JKCM News Redaktion 2 Min Lesezeit
Titelbild: Bundesgericht untersagt Alabama Einsatz neuer, republikanerfreundlicher Kongresswahlkarte
Die Entscheidung setzt einen Meilenstein in dem langjährigen Rechtsstreit um Alabamas Wahlbezirke und kann den Supreme Court erneut mit Fragen zur Reichweite des Wahlrechts konfrontieren.

Nach Angaben eines dreiköpfigen Bundesgerichts darf Alabama die 2023 verabschiedete Kongresswahlkarte nicht bei den anstehenden Kongresswahlen 2026 verwenden. Die Richter gelangten zu der Einschätzung, der Plan sei gezielt so gestaltet worden, dass die politische Wirkung schwarzer Wähler im Staat untergraben werde, und beendeten damit den Einsatz der Karte für die kommenden Wahlen.

Im Mittelpunkt der Entscheidung stand die Feststellung, dass die Legislative bei der Verabschiedung des 2023er-Plans eine absichtliche, zweckgerichtete Entscheidung traf, die eine bereits zuvor erkannte Stimmverdünnung nicht behob. Das Gericht schrieb, die Abgeordneten hätten gewusst, dass das Fehlen eines weiteren mehrheitlich schwarzen Bezirks die Chancen schwarzer Wähler, Kandidaten ihrer Wahl zu bestimmen, weiterhin mindern würde.
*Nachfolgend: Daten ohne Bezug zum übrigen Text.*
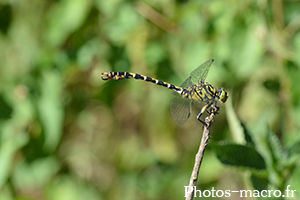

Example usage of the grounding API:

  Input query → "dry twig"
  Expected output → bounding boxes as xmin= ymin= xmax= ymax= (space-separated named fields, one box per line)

xmin=185 ymin=108 xmax=218 ymax=200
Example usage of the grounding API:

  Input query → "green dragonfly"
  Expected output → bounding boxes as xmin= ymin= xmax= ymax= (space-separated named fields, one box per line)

xmin=101 ymin=59 xmax=229 ymax=126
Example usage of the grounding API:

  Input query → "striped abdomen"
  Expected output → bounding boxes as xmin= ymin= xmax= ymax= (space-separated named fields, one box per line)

xmin=101 ymin=72 xmax=184 ymax=94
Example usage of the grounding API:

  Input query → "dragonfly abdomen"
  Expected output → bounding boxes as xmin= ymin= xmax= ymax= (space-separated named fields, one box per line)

xmin=101 ymin=71 xmax=183 ymax=93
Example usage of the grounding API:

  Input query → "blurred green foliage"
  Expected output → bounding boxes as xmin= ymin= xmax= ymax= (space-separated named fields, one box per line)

xmin=0 ymin=0 xmax=300 ymax=200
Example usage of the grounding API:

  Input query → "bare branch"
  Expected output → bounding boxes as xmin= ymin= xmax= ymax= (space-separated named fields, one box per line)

xmin=185 ymin=108 xmax=218 ymax=200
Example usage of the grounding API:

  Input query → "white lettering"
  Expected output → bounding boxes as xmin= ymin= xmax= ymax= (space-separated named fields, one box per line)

Zugleich betonten die Richter, dass die Entscheidung des Obersten Gerichtshofs der USA vom April, die eine zentrale Bestimmung des Voting Rights Act geschwächt hatte, Alabama nicht berechtige, den umstrittenen Plan einzusetzen. Das Gremium erklärte, es sehe keine Grundlage, die Einwohner Alabamas 2026 zur Stimmabgabe unter einem Bezirksplan zu verpflichten, der von vorsätzlicher rassenbasierter Diskriminierung geprägt sei.

Der Rechtsstreit hat eine längere Vorgeschichte: Kläger hatten bereits 2021 gegen die damalige Bezirksaufteilung geklagt und geltend gemacht, die Konfiguration schwäche die Wirkung schwarzer Stimmen. Ein Gericht ordnete daraufhin eine Neuzeichnung an; das Parlament verabschiedete 2023 einen eigenen Plan, den das Gericht erneut als unzureichend einstuft. Ein vom Gericht eingesetzter Sonderbeauftragter hatte später eine Karte mit einem zweiten mehrheitlich schwarzen Bezirk erstellt.

Die Entscheidung fiel einstimmig durch ein Gremium aus Berufungsrichter Stanley Marcus sowie den Bundesrichtern Anna Manasco und Terry Moorer. Alabama kündigte an, gegen das Urteil beim Supreme Court Berufung einzulegen; der Generalstaatsanwalt erklärte, er erwarte letztlich einen Sieg für den Staat. Beobachter sehen in dem Fall eine erneute Prüfung der Folgen der Schwächung des Voting Rights Act für künftige Rechtsstreitigkeiten vor dem höchsten Gericht der USA.